O Ensino Superior no Brasil é fortemente regulamentado, tanto no setor público quanto no setor privado. No setor público, o padrão é o modelo único de Universidade – com funções de ensino, pesquisa e extensão. No setor privado, há diferentes modelos, mas todos acabam atrelados ao modelo da “Universidade”. O governo já gastou mais de 1 bilhão de reais na regulação do setor privado – com poucos avanços na qualidade.
Com relação às universidades públicas, (1) há um consenso de que falta autonomia, especialmente do ponto de vista administrativo (pessoal) e financeiro, (2) Alguns comentaristas também observam que o atual mecanismo de financiamento não traz incentivos para a qualidade e eficiência e (3) um bom número de analistas considera que o modelo único de Universidade aumenta a ineficiência e não contribui para a qualidade. Com relação às instituições particulares, há um consenso de que a regulamentação é exagerada, cara e inócua.
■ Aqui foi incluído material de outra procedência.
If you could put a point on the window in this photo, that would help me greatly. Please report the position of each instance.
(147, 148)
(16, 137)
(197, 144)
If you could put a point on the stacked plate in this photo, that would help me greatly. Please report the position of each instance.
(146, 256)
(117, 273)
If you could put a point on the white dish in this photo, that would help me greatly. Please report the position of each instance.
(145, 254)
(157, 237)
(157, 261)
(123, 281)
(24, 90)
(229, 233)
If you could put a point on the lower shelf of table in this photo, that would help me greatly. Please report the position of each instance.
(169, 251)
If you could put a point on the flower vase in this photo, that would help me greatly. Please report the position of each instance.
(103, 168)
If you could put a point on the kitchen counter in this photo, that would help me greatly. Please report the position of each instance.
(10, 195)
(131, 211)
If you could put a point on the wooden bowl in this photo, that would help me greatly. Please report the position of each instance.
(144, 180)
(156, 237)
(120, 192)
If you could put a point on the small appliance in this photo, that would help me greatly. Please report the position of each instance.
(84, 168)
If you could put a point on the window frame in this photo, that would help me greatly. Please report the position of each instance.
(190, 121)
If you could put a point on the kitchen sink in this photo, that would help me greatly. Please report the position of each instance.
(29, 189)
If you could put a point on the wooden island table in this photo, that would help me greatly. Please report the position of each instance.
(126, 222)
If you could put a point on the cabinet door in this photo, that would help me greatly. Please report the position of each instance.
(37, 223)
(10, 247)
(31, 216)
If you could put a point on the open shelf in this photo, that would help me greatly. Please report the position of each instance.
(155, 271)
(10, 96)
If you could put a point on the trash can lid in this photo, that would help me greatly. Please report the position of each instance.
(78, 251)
Corporativismo: como criar espaços de atuação das corporações da educação?
O corporativismo se tornou uma praga em todo o país. Embora todos reconheçam o direito de corporações e grupos lutarem por seus ideais ou interesses, tornou-se patente no Brasil que as políticas públicas – nos vários setores – estão se tornando cada vez mais cativas dos grupos que agem de forma corporativa. Na educação não é diferente.
As Universidades Federais exercem forte poder de pressão sobre o MEC e recebem mais de 70% de seus recursos. Os conselhos internos e externos são de natureza essencialmente corporativa. Os funcionários, por sua vez, possuem poder muito grande, inclusive para dificultar ou bloquear o acesso a informações que permitiriam a realização de avaliações mais rigorosas das políticas públicas. No Congresso Nacional e nas Comissões de Educação da Câmara e do Senado, predomina a voz dos grupos organizados. Há pouco espaço para avaliar as políticas públicas de forma independente. Há muita barreira à entrada de pessoas e ideias de outros países nas discussões e nas instituições. Não existe interesse, foro ou espaço para debater os assuntos educacionais com base em evidências científicas.